O processo de Evolução
Esse processo de evolução dos 36 tattvas a partir do Todo insondável e informe que é Paramaśiva é descrito como pariṇāma, que é literalmente a capacidade do Absoluto de se transformar em qualquer coisa que desejar. Isso é simploriamente exemplificado na alegoria do leite que se transforma em coalhada para depois se transformar em queijo. Ou seja, algo sutil que aparentemente se transforma em algo cada vez mais denso, embora no interior seja o mesmo produto.
Paramaśiva é simultaneamente transcendente quanto imanente, i.e. mesmo no processo de contração e limitação, Ele mantém-se simultaneamente perfeito e completo em si mesmo, além de qualquer tipo de dualidade.
Para o Śaivismo da Caxemira há ao todo 36 tattvas, que estão didaticamente separados em três grupos distintos: 1. śuddha ou puros; 2. śuddhāśuddha ou puros e impuros; e 3. āśuddha ou impuros.
Śuddha Tattvas
Este primeiro grupo é formado pelos tattvas considerados śuddhas ou puros, pois neles ainda não há a ilusão de separação entre sujeito e objeto – que ocorrerá nos tattvas posteriores. Em outras palavras, são as manifestações de Śiva acima (ou antes) da manifestação de māyā. Estes princípios puros são conhecidos como pañcakṛtya (as cinco principais manifestações cósmicas), e são expressa no mantra Om Namah Śivaya:
0. Paramaśiva (ou a Realidade Última), está além de todas as realidades, é a Realização mais elevada e o Princípio de tudo. É Cit, a energia consciente do Absoluto e Parasamvit, a Consciência Suprema. É Maheśvāra, o Supremo Controlador do Universo, classificado como atattva, i.e. sem atributos, além dos tattvas ou princípios da evolução. Como Perfeição Absoluta (niśkala), é destituído da manifestação da energia da criação (Śakti), portanto, o Ser Imutável antes de gerar a manifestação.

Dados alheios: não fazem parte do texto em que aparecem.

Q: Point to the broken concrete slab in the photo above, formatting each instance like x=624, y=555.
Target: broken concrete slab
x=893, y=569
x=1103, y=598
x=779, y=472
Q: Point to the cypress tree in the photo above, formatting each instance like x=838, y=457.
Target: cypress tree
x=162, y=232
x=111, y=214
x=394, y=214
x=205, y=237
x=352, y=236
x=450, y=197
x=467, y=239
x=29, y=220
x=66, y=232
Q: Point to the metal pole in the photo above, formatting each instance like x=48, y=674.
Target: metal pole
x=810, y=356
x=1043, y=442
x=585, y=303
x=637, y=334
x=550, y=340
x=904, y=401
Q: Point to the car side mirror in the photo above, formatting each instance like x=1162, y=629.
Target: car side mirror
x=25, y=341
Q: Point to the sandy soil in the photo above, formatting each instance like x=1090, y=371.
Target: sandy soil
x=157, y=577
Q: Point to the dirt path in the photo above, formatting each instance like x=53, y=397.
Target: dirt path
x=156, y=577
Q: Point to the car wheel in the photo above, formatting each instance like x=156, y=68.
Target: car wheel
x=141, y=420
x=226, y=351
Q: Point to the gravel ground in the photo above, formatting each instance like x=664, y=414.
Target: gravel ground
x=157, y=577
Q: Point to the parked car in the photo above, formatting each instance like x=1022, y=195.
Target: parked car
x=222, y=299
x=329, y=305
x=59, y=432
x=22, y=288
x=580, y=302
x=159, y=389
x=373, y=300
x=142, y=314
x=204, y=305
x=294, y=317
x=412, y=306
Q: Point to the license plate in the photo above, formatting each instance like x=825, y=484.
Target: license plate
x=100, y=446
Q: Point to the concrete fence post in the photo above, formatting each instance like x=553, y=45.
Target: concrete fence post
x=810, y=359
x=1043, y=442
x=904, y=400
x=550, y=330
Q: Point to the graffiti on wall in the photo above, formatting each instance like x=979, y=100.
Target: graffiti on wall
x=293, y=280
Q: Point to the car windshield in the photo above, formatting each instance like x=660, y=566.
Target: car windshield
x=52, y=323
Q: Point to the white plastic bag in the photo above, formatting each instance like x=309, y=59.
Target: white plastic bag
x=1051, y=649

1. Śiva (ou o Auspicioso) e 2. Śakti (ou o Poder, Energia) são os dois princípios inerentes de Paramaśiva, respectivamente o aspecto masculino e feminino do Absoluto. Śiva ou prakāśa, é o aspecto da luminosidade e da passividade, no qual predomina cit-śakti, o Poder da Consciência do Eu. Śakti ou vimārśa, é o aspecto do poder e da atividade, na qual predomina ānanda-śakti, o Poder da felicidade. Não se deve encarar estes dois princípios cósmicos como duas entidades separadas ou princípios separados. Um é parte do outro e está no outro, tal como o calor está no fogo. Essa aparente dualidade serve apenas para fins didáticos facilitando a compreensão de todo o processo que irá se desenrolar no surgimento dos tattvas restantes.
3. Sadā-Śíva (Eternamente Auspicioso) ou Sadākhyā (o Ser, da raiz sad) é a manifestação subjetiva do Eu, com acentuada experiência do isto ou o Universo. Neste nível surge icchā-śakti, que é Poder da vontade, ou a intenção de originar uma Criação.
4. Īśvara (Senhor) é a manifestação objetiva. Neste nível surge jñāna-śakti, ou o Poder do conhecimento, o nível das idéias divinas no qual estabelece-se o plano da Criação.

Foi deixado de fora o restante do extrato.